Nowadays most embedded designs on the market, from consumer white goods to industrial machinery, incorporate some form of display. The current sophistication of touch displays, enabling commands to be given through swipes and gestures, owes much to the early smartphone designers. Touch-enabled LCD displays can reduce system cost by removing the need for switches and push buttons. Product reliability can also be improved by using capacitive touch screens to avoid dust and moisture ingress through switch enclosures. Additionally, a well-presented, visually pleasing and intuitive display contributes significantly to the aesthetics of a product, strengthening product brand value and user confidence.
Designers must make a choice when building a display into their embedded systems – design from scratch or use an off-the-shelf module. Whilst both have their merits, and the specifics of some designs may dictate the former approach, display design has become a speciality and there is a comprehensive range of off-the-shelf devices on the market.
We discuss 5 factors to consider when choosing between discrete design or off-the-shelf modules and look at a specific module, the gen4-uLCD-43DCT-CLB from 4D Systems.
The impact on the MCU resources
The choice of MCU is driven primarily by the computing and interfacing needs of the embedded application, and integration of a display into the design can increase the required MCU specification. Additional memory must be allocated for the display frame buffer and the MCU must compose the image to be displayed in the buffer, incorporating images and icons in addition to processing the data to be displayed. Some displays incorporate a video controller which reads the data in the display buffer and writes it to the display itself, whereas others don’t, leading to additional overhead on the MCU. In summary, the MCU must be capable of running the display and frame buffer tasks in addition to managing the core application
On the other hand, separate display controllers have most of the above resources integrated on chip, including frame buffer memory and microcontrollers. They also feature industry standard interfaces, enabling easy interface to the host MCU which can therefore offload the display tasks and dedicate all its resources to the application.

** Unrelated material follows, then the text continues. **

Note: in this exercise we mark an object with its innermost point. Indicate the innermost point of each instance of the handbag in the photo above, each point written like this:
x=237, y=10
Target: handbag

Using a module such as the 4.3-inch gen4-uLCD-43DCT-CLB from 4D Systems (figure 1) in a design can enable a lower specification – and hence lower cost – to be used.
Figure 1: gen4-uLCD-43DCT-CLB from 4D Systems
The length and complexity of the design cycle
Designing discrete display systems very often ends up being more complicated and costly than initially expected, with many unforeseen challenges. Drivers must be written for the display controller, and also primitives have to be developed to allow icons, fonts and stored images to be written to the display. The primitives also need to include basic graphic functions such as drawing lines, circles and boxes, after which a GUI for the application must be implemented. The display hardware needs to be laid out around the main application and everything debugged and tested and a design cycle of between 4 and 6 months isn’t unreasonable.
Display modules, such as the gen4-uLCD-43DCT-CLB, usually come with all of the drivers, primitives and GUI functions already developed and tested. The off-the-shelf approach can therefore significantly reduce the overall design time of the embedded system.
A quality display module will be supported by development tools
Many families of display modules, such as those produced by 4D Systems, are supported by integrated software development environments, (IDE). 4D’s Workshop4 IDE, (figure 2), provides three main ways to support the development of display application code. Professional developers can use the IDE, writing their own code in the 4DGL graphical programming language. The ViSi method enables a drag-and-drop approach together with the ability to add application-specific 4DGL code, whereas the third method – ViSi Genie – offers a completely codeless approach to designing a graphic application interface.
Furthermore, a 4DGL library is provided to simplify communication between the host MCU and the display module, reducing the amount of data needing to be transferred between the two.
Figure2: Workshop 4 IDE from 4D Systems
Product time to market
As discussed above, use of an off-the-shelf module can significantly reduce time-to-market by reducing the 4 to 6-month design cycle often required for discrete implementations. In today’s fast-paced consumer environment, this reduction in time to market may be the difference between product success or failure.
Total product cost
A straightforward consideration of the bill-of-materials for a planned embedded system may lead to the conclusion that a discrete design is more cost effective. However, careful consideration of the total costs of production may well give a different perspective. Designing with an off-the shelf module can enable use of a cheaper, lower-spec MCU as the display-related tasks can be off-loaded. Design and production costs can be significantly reduced, both by avoiding the need to develop dedicated hardware and software to manage the display, and also by taking advantage of the support offered by an IDE.
Finally, reduced time to market means earlier access to revenue and the increased market share that comes with early market entry.
When faced with adding a graphical LCD display to a design, engineers should carefully consider whether a discrete approach can be accommodated within the project timescales and cost budget. Intelligent display modules, together with their graphical design tools, can significantly reduce the length of the design process, enabling working prototypes to be delivered in shorter timeframes.
Adopting a total-cost approach, including the savings from the reduced design time as well as the benefits of faster time to market may fundamentally favour use of off-the-shelf modules over discrete design.